The middle class is the backbone of our country. It’s been an aspiration for the poor or those new to our shores. Yet, less than half of Americans now view themselves as being in the middle class, and when asked, they think life in the middle is tough.

We have the economy to blame for our shrinking middle class. Americans are struggling to bear the weight of a recession that left good-paying jobs behind, stagnated incomes, and drove housing costs higher. Across the states, the differences are even more stark.

Early this year, Pew asked Americans where they thought they fell on the economic ladder and found surprising results. The percent of Americans who identify with the middle class dropped to below half (44 percent) from a high of 53 percent in 2008. Simultaneously, the share of Americans who identify themselves as in the lower or lower-middle class rose from 25 percent to 40 percent. There’s even shifting at the top of our economic ladder. In 2008, about one-in-five Americans (21 percent) said they were in the upper or upper-middle class. Today, only 15 percent place themselves at or near the top.

Mapping the middle class over states, we see that in each of the 50 states, the share of middle-class families has shrunk from 2000 to 2013. Pew categorizes “middle-class” as incomes between 67 percent and 200 percent of the state’s median income. In some of the hardest hit states such as New Mexico, Wisconsin, and Ohio, the share of middle class families had fallen by more than 5 percentage points shifting the percentage of middle-income families below half of the state’s population. In addition, the number of families spending more than 30 percent of income on housing (a recommended standard) has grown indicating further strain on middle-class families.

CBS reports:

"That the people in the middle class are a shrinking portion of the population in all likelihood will have far reaching societal impacts," said Scott Greenberger, the editor of Pew's Stateline unit, which analyzed the state-by-state trends. "There is something to be said for political and economic stability" with a stable or growing middle class, he added.

Of course, not everyone agrees on what constitutes the middle class, and a middle-class lifestyle can vary depending on the cost of living for a particular city or state. A middle-of-the-pack family in San Francisco, for instance, may need income of well over $100,000 to afford housing and food, simply because of the higher cost of living there. A family in Nebraska, though, may count as middle-class with an income as low as $39,000.

"In most states, the growing percentage of households paying 30 percent (the federal standard for housing affordability) or more of their income on housing illustrates that it is increasingly difficult for many American families to make ends meet," Pew noted.

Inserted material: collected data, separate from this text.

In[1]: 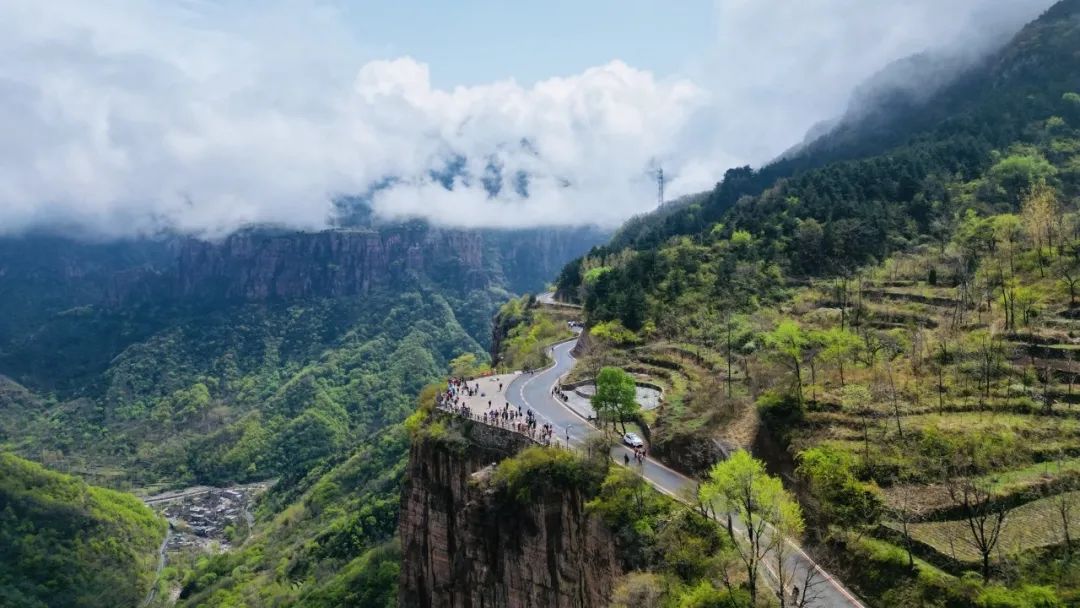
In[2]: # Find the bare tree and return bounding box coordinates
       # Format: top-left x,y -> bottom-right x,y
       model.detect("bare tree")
881,334 -> 906,440
935,337 -> 952,414
1050,456 -> 1076,552
1056,487 -> 1075,552
772,501 -> 806,608
968,331 -> 1005,406
789,556 -> 834,608
948,474 -> 1007,582
890,483 -> 925,570
835,276 -> 850,331
721,310 -> 740,398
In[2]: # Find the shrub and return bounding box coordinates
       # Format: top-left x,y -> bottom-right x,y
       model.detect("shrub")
976,584 -> 1060,608
591,320 -> 642,346
756,390 -> 804,432
676,581 -> 751,608
492,447 -> 599,503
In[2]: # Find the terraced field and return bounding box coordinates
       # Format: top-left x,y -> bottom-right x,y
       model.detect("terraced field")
761,239 -> 1080,587
901,491 -> 1079,563
573,235 -> 1080,587
568,328 -> 759,471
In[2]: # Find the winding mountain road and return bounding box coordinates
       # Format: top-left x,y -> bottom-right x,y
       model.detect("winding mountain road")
536,291 -> 582,309
506,338 -> 866,608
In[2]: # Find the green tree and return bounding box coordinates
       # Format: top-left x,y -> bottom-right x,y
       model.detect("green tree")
794,218 -> 825,268
172,382 -> 211,420
797,447 -> 883,539
816,327 -> 860,388
592,367 -> 640,434
772,495 -> 808,608
989,150 -> 1057,207
621,287 -> 647,331
765,320 -> 808,404
1023,182 -> 1062,274
449,352 -> 481,377
699,450 -> 803,606
991,213 -> 1023,275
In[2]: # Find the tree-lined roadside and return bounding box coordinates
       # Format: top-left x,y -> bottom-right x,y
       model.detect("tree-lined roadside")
506,339 -> 867,607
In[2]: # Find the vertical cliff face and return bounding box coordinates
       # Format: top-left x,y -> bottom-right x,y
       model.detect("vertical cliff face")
174,227 -> 491,301
169,226 -> 609,303
482,227 -> 611,295
0,225 -> 609,313
399,419 -> 620,608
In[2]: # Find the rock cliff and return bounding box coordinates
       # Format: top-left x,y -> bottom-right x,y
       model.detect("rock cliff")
399,416 -> 620,608
174,227 -> 491,301
0,225 -> 608,312
165,225 -> 608,303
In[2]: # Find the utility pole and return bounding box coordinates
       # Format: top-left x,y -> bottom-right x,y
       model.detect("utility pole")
657,167 -> 665,208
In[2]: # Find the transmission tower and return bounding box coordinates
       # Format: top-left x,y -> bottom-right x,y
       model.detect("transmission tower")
657,167 -> 665,208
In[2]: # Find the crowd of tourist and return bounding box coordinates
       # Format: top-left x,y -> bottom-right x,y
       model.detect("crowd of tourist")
624,446 -> 648,465
436,377 -> 556,444
435,376 -> 637,457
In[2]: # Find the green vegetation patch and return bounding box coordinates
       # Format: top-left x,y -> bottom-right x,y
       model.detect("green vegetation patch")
493,294 -> 577,371
491,446 -> 602,503
175,426 -> 408,607
0,452 -> 167,608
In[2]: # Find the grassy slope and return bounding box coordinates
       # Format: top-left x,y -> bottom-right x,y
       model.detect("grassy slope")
904,491 -> 1080,562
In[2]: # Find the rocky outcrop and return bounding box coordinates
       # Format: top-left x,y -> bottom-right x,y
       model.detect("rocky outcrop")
163,226 -> 607,303
488,295 -> 535,365
483,227 -> 609,296
2,225 -> 608,310
399,416 -> 620,608
173,227 -> 491,301
650,432 -> 727,478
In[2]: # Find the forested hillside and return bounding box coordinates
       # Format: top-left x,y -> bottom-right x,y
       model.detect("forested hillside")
0,223 -> 604,489
6,2 -> 1080,607
2,287 -> 491,490
0,453 -> 167,608
555,1 -> 1080,604
171,425 -> 408,607
574,0 -> 1080,261
0,223 -> 600,606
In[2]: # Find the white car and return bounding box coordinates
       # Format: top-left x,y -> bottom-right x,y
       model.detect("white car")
622,432 -> 644,448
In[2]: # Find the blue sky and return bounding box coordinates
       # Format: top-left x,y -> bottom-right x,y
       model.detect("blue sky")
342,0 -> 714,87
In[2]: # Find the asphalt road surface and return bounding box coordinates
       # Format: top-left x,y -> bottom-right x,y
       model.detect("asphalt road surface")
506,338 -> 866,608
536,291 -> 582,308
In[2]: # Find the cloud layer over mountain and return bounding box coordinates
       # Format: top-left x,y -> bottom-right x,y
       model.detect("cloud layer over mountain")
0,0 -> 1056,237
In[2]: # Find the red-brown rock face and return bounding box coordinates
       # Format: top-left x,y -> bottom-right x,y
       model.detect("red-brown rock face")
399,419 -> 620,608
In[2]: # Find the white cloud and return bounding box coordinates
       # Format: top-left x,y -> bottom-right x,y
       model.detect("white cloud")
663,0 -> 1057,196
0,0 -> 1057,237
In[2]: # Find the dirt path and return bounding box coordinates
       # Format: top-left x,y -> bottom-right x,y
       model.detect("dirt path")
140,525 -> 172,608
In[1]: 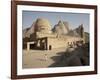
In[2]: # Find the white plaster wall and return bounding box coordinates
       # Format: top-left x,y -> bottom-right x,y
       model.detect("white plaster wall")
0,0 -> 100,80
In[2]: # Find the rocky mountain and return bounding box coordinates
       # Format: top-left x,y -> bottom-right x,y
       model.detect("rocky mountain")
52,20 -> 69,34
67,24 -> 84,37
52,21 -> 85,38
23,22 -> 35,38
67,29 -> 80,37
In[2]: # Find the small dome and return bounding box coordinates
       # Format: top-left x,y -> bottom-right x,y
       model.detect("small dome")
35,18 -> 52,33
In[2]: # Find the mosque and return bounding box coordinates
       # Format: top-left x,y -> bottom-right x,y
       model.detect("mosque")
23,18 -> 85,50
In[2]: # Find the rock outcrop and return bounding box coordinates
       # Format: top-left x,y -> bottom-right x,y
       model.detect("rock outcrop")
23,22 -> 35,38
67,30 -> 80,37
52,20 -> 69,35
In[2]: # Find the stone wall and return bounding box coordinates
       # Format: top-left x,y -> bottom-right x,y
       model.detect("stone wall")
47,36 -> 83,50
36,32 -> 56,38
47,37 -> 67,49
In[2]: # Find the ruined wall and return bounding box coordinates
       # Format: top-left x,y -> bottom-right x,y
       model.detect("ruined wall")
47,36 -> 83,50
36,32 -> 56,38
47,37 -> 67,49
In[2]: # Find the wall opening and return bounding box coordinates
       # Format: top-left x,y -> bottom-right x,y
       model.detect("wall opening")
30,44 -> 35,49
49,45 -> 52,50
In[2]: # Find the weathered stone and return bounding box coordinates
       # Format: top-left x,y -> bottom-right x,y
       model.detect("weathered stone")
34,18 -> 52,33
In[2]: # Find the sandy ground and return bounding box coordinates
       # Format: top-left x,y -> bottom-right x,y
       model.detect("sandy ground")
22,44 -> 89,69
22,47 -> 67,68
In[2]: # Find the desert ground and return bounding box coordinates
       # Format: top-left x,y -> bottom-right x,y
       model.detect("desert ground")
22,47 -> 67,68
22,43 -> 89,69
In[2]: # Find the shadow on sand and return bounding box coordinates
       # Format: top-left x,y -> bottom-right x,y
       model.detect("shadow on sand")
49,43 -> 89,67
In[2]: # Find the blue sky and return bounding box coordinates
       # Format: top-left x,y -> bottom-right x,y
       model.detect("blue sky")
22,11 -> 90,32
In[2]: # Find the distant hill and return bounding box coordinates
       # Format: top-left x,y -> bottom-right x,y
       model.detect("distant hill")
52,20 -> 69,35
66,29 -> 80,37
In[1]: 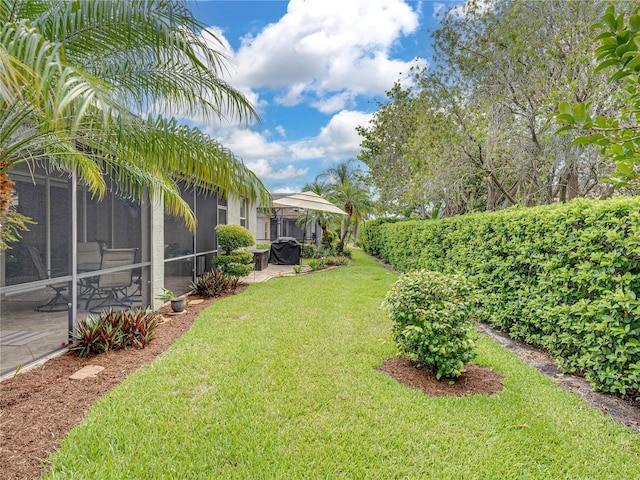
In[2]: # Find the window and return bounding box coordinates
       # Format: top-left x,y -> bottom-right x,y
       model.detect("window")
240,199 -> 247,228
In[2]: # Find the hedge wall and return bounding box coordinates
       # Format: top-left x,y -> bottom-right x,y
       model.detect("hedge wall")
361,198 -> 640,395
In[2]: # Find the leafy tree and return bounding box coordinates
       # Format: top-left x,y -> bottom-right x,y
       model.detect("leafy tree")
357,83 -> 425,217
358,0 -> 617,216
554,3 -> 640,191
0,0 -> 269,247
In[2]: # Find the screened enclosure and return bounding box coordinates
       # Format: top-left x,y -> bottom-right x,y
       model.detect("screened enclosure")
0,165 -> 150,376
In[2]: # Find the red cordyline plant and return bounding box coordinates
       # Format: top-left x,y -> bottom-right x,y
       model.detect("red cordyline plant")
71,309 -> 160,357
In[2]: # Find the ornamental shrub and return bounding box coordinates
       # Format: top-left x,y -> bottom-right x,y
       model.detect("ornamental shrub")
364,197 -> 640,395
71,309 -> 160,357
301,243 -> 316,258
383,270 -> 476,379
216,224 -> 255,255
212,250 -> 253,278
190,269 -> 238,297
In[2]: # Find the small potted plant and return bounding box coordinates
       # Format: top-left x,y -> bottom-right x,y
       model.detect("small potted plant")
156,287 -> 187,313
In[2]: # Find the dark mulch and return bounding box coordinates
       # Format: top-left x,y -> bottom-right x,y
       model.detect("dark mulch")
377,356 -> 504,397
0,290 -> 240,480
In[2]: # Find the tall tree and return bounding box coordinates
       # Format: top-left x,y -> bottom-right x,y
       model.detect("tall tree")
357,83 -> 424,216
316,160 -> 372,252
0,0 -> 269,247
358,0 -> 620,217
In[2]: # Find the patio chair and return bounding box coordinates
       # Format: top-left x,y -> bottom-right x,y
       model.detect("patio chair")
84,248 -> 138,312
77,242 -> 102,299
27,246 -> 69,312
77,242 -> 102,270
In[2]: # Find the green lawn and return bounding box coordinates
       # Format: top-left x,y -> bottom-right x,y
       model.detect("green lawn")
44,251 -> 640,479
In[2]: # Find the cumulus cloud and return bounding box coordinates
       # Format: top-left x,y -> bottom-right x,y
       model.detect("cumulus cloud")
206,127 -> 286,161
316,110 -> 374,157
246,159 -> 309,180
211,0 -> 421,113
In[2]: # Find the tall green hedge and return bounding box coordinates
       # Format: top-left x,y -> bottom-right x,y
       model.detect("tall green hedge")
362,197 -> 640,395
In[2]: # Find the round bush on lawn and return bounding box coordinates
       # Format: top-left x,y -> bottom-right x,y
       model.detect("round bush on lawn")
215,224 -> 255,255
383,269 -> 476,379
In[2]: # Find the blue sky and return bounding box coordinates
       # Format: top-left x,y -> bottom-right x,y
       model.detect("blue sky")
185,0 -> 460,193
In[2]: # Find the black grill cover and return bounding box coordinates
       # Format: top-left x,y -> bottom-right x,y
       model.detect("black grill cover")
269,237 -> 301,265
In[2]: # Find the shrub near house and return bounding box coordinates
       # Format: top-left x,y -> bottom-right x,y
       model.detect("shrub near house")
212,224 -> 255,278
362,197 -> 640,395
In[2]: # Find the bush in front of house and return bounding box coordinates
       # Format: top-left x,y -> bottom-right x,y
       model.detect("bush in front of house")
212,251 -> 254,277
216,224 -> 255,254
301,243 -> 316,258
383,269 -> 476,380
71,308 -> 160,357
213,224 -> 255,277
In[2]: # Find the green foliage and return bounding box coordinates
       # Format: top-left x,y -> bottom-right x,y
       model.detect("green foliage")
339,246 -> 353,259
0,1 -> 269,243
301,243 -> 317,259
71,309 -> 160,357
554,4 -> 640,190
307,258 -> 327,271
212,250 -> 253,278
312,246 -> 334,258
325,256 -> 350,266
215,224 -> 255,255
155,287 -> 178,301
383,270 -> 476,379
363,197 -> 640,395
190,270 -> 238,297
359,218 -> 404,256
255,243 -> 270,250
0,206 -> 35,251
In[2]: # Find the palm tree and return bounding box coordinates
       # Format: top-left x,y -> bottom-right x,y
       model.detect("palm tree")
316,160 -> 371,253
0,0 -> 269,246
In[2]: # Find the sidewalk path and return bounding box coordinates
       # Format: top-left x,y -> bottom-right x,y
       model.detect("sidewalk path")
240,263 -> 311,284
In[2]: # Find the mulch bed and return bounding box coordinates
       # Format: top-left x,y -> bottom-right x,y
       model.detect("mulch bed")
377,357 -> 504,397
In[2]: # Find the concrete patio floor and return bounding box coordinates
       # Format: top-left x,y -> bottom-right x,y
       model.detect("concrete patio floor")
240,263 -> 311,283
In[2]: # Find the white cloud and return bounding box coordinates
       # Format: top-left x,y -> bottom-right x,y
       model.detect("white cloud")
246,159 -> 309,180
289,143 -> 324,159
206,127 -> 286,161
275,125 -> 286,137
209,0 -> 422,113
450,0 -> 495,18
272,186 -> 299,194
316,110 -> 373,157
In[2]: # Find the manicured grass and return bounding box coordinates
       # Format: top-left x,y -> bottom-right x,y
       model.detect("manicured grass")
45,251 -> 640,479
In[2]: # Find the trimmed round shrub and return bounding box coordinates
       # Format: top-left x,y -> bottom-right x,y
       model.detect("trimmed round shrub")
215,224 -> 255,255
212,250 -> 253,277
383,270 -> 476,379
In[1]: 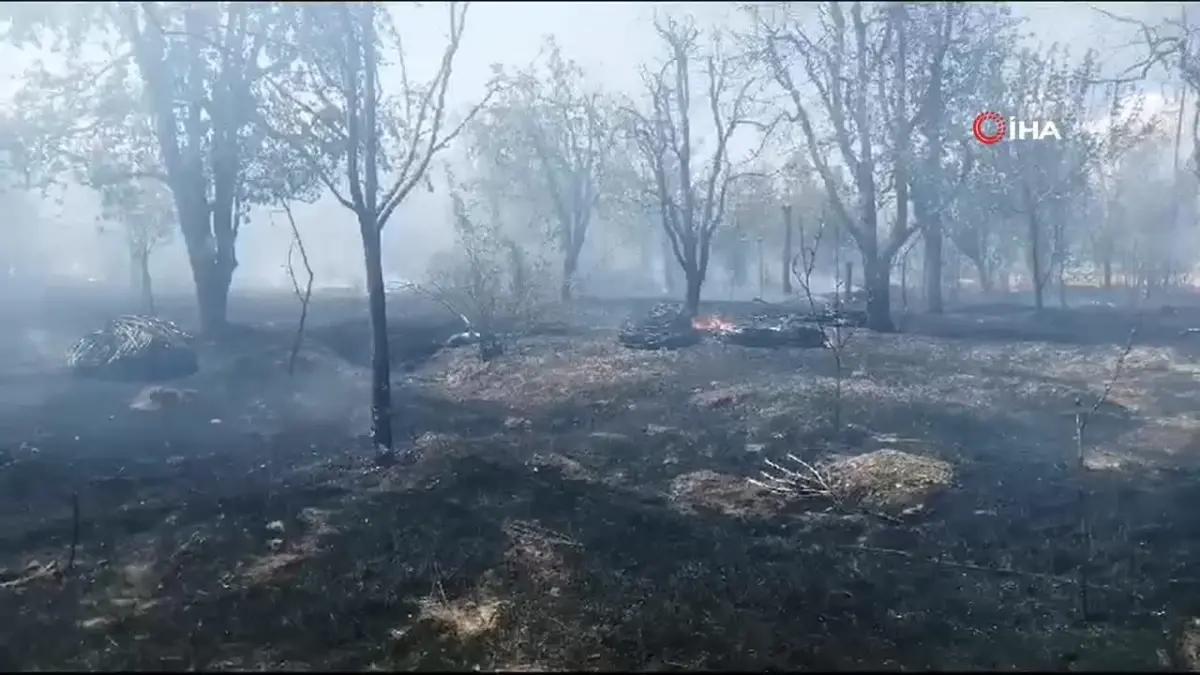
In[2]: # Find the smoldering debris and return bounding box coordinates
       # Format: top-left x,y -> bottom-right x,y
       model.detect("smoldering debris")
618,302 -> 701,350
717,314 -> 829,349
617,302 -> 864,351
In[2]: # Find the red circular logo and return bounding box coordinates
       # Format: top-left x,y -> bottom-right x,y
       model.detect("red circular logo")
972,112 -> 1006,145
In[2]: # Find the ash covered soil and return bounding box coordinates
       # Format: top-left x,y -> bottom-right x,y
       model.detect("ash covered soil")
4,288 -> 1200,670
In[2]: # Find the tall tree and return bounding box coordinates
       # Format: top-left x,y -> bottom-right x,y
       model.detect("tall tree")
1,3 -> 314,334
905,3 -> 1018,313
1097,6 -> 1200,180
626,15 -> 772,315
986,48 -> 1128,310
752,2 -> 924,331
263,2 -> 490,458
469,38 -> 616,302
96,178 -> 175,314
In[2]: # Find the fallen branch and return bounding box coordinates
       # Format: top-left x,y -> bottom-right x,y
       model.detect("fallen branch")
750,452 -> 838,499
279,203 -> 314,376
838,544 -> 1121,591
0,560 -> 59,589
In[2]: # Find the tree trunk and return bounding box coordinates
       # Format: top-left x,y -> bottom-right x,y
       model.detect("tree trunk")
684,268 -> 703,315
359,217 -> 394,455
1102,258 -> 1113,290
193,263 -> 231,336
923,225 -> 944,314
975,256 -> 994,294
864,256 -> 894,332
136,250 -> 156,315
1057,258 -> 1068,309
756,237 -> 765,298
947,245 -> 961,304
1027,212 -> 1044,311
782,205 -> 794,295
560,253 -> 578,303
178,208 -> 234,336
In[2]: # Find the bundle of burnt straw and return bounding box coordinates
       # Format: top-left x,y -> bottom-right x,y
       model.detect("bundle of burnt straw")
66,314 -> 199,381
618,302 -> 701,350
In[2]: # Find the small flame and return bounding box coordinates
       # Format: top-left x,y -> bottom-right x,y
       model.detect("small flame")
692,315 -> 736,334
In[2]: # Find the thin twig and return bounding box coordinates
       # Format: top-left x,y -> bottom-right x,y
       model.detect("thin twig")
279,203 -> 314,376
838,544 -> 1123,591
1071,316 -> 1141,621
787,204 -> 855,433
752,453 -> 839,502
393,280 -> 472,331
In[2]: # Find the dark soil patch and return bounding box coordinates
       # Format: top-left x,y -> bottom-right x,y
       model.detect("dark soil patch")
906,300 -> 1200,353
308,316 -> 467,372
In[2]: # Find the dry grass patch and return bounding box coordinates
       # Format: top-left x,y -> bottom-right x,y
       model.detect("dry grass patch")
827,449 -> 955,514
1177,618 -> 1200,671
240,507 -> 339,586
418,594 -> 504,640
503,520 -> 578,591
432,337 -> 675,405
757,449 -> 955,517
688,384 -> 753,409
670,470 -> 787,520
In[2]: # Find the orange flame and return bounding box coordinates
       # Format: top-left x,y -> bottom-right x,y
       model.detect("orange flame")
692,315 -> 736,334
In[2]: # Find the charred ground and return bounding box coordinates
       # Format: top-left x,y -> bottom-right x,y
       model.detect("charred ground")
3,288 -> 1200,670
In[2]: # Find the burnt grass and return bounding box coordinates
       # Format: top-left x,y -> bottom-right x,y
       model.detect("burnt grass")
4,289 -> 1200,669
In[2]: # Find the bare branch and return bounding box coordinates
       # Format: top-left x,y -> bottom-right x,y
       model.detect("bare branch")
278,202 -> 314,376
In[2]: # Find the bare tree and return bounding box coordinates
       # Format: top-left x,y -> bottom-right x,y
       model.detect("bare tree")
96,178 -> 175,315
753,2 -> 924,331
2,3 -> 313,334
904,3 -> 1017,313
1090,109 -> 1190,297
265,2 -> 494,458
1001,49 -> 1099,310
625,15 -> 773,315
975,47 -> 1149,310
470,38 -> 616,302
422,182 -> 554,361
1095,6 -> 1200,178
276,203 -> 313,376
788,201 -> 853,433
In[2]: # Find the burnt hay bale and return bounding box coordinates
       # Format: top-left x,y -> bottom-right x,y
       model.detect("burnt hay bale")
618,302 -> 701,350
66,315 -> 198,382
721,314 -> 828,349
805,306 -> 868,328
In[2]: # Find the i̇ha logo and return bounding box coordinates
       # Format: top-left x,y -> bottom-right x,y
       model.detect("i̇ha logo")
972,111 -> 1061,145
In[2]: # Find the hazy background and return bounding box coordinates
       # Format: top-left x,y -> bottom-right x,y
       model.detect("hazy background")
0,1 -> 1187,296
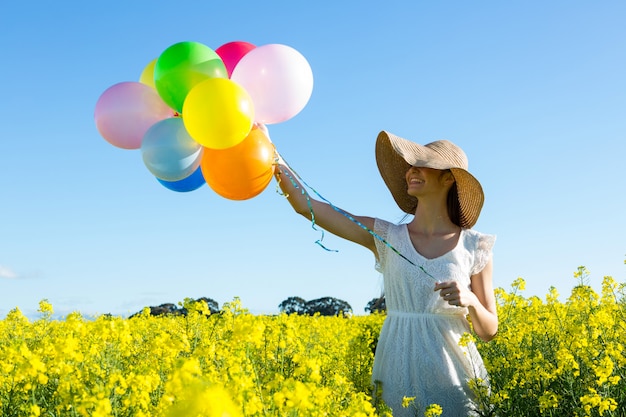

California is one state where residents are increasingly challenged by those trends. The median annual income in the state has slipped to $60,190, down from an inflation-adjusted $65,445 in 2000, according to Pew. At the same time, housing prices have surged, pushing up the ranks of people struggling to afford rent or mortgage payments. About 44 percent of Californians now pay more than 30 percent of their income on housing, up from 38 percent in 2000, Pew noted. The state's share of middle-class families has declined 3.2 percentage points to 43.5 percent.

While the President touts his middle class economics policies as a way to get us back on our feet, Americans just aren’t buying it.

Before submitting his budget proposal to Congress in February President Obama said that “Over the last six years, we’ve seen that middle-class economics works.” Not only is that not true when we look at the 30 million people who are unemployed or underemployed, stagnant wages, and the persistent wealth gap, but Americans aren’t buying it. In a recent Pew poll, 72 percent said that the government’s economic policies since the recession have done little or nothing to help middle class people, and nearly as many say they have provided little or no help for small businesses (68 percent) and the poor (65 percent).

These changes in perceptions represent the erosion of decades of progress in the incomes and quality of life for generations of Americans. That millions of Americans feel like they are falling behind rather than moving ahead bodes poorly for a nation that should be a leader in the world – demonstrating the prosperity that democracy and economic freedom bestows on a nation.